Healthy Fats to Promote:
The healthiest fats are generally unsaturated fats, especially:
• Monounsaturated fats: Found in olive oil, avocados, nuts, and seeds. These fats may help lower LDL (“bad”) cholesterol and raise HDL (“good”) cholesterol.
• Polyunsaturated fats: Two main types include omega-3 and omega-6 fats. Omega-3s from fatty fish, walnuts, and flaxseeds are especially beneficial for heart and brain health. Omega-6s are found in vegetable oils and nuts, but should be consumed in moderation compared to omega-3s.
• Saturated Fats: While saturated fat (found in meats, dairy, poultry, butter, coconut oil, etc.) isn’t inherently bad if limited, consuming it in excess contributes to unhealthy cholesterol levels.
• Trans fats: often found in processed foods, should be totally avoided.
Remember, every retailer can play a role in promoting healthier choices. By implementing these strategies and focusing on unsaturated fats, especially omega-3s, we can collectively make a positive impact on public health and well-being.
Looking at heart-healthy botanicals—such as those rich in oligomeric proanthocyanidins (OPCs) or organosulfur compounds, like grape seed extract and garlic, what should retailers be aware of in choosing which products to stock?
• Retailers looking to stock heart-healthy botanicals rich in OPCs and organosulfur compounds like grape seed extract and garlic should consider several factors:
• Strength of research: Choose products supported by credible scientific studies demonstrating their effectiveness for heart health benefits like improving blood pressure, reducing cholesterol, or enhancing circulation.
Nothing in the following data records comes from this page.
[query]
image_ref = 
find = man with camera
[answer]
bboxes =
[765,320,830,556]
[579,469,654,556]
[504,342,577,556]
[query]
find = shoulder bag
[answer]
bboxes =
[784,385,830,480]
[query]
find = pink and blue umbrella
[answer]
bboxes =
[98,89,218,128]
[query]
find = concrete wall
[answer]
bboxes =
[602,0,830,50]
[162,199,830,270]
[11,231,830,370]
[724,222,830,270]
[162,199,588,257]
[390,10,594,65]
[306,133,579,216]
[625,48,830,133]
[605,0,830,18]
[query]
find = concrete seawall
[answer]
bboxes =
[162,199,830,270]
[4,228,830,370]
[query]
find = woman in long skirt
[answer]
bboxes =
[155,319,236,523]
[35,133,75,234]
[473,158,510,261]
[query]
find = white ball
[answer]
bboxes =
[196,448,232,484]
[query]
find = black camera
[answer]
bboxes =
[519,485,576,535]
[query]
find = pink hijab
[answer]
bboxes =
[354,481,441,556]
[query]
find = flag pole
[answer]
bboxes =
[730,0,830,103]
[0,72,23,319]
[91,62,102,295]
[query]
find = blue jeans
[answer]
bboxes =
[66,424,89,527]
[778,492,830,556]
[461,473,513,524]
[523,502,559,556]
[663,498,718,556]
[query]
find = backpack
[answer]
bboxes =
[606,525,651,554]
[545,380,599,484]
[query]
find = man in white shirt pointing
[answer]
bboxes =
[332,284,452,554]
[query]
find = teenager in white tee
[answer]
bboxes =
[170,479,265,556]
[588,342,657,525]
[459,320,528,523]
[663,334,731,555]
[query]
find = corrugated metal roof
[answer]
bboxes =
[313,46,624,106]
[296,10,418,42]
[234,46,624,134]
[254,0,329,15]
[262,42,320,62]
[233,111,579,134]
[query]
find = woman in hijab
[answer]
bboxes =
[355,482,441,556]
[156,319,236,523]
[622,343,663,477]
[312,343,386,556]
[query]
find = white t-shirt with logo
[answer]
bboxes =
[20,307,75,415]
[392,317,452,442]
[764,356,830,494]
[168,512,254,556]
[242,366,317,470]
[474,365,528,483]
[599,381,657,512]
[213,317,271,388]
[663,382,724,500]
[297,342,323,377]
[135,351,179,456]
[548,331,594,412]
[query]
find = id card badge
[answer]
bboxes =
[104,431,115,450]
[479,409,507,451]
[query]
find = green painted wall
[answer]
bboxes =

Look for products based on clinical trials or meta-analyses over anecdotal evidence.
• Specificity of claims: Avoid exaggerated or unsubstantiated claims. Make sure product claims align with the level of research available for the specific botanical and its component compounds.
• Ingredient purity and potency: Verify the product contains the advertised amount of OPCs or organosulfur compounds per serving. Look for standardized extracts with guaranteed potency levels rather than raw herbs with variable concentrations.
• Source and processing: Choose products using sustainably sourced botanicals and ethical processing methods. Organic certification may be a good indicator for some customers.
• Manufacturing standards: opt for products manufactured under good manufacturing practices (GMP) or other recognized quality control standards to ensure safety and purity.
• Brand reputation and transparency: Choose brands with strong reputations for quality and transparency. Look for companies willing to share information about their sourcing, processing, and research backing their products.
By being mindful of these factors, retailers can make informed decisions when choosing heart-healthy botanicals like grape seed extract and garlic to offer their customers. Prioritizing scientifically backed products, quality standards, and consumer appeal can contribute to promoting responsible choices and supporting overall wellness.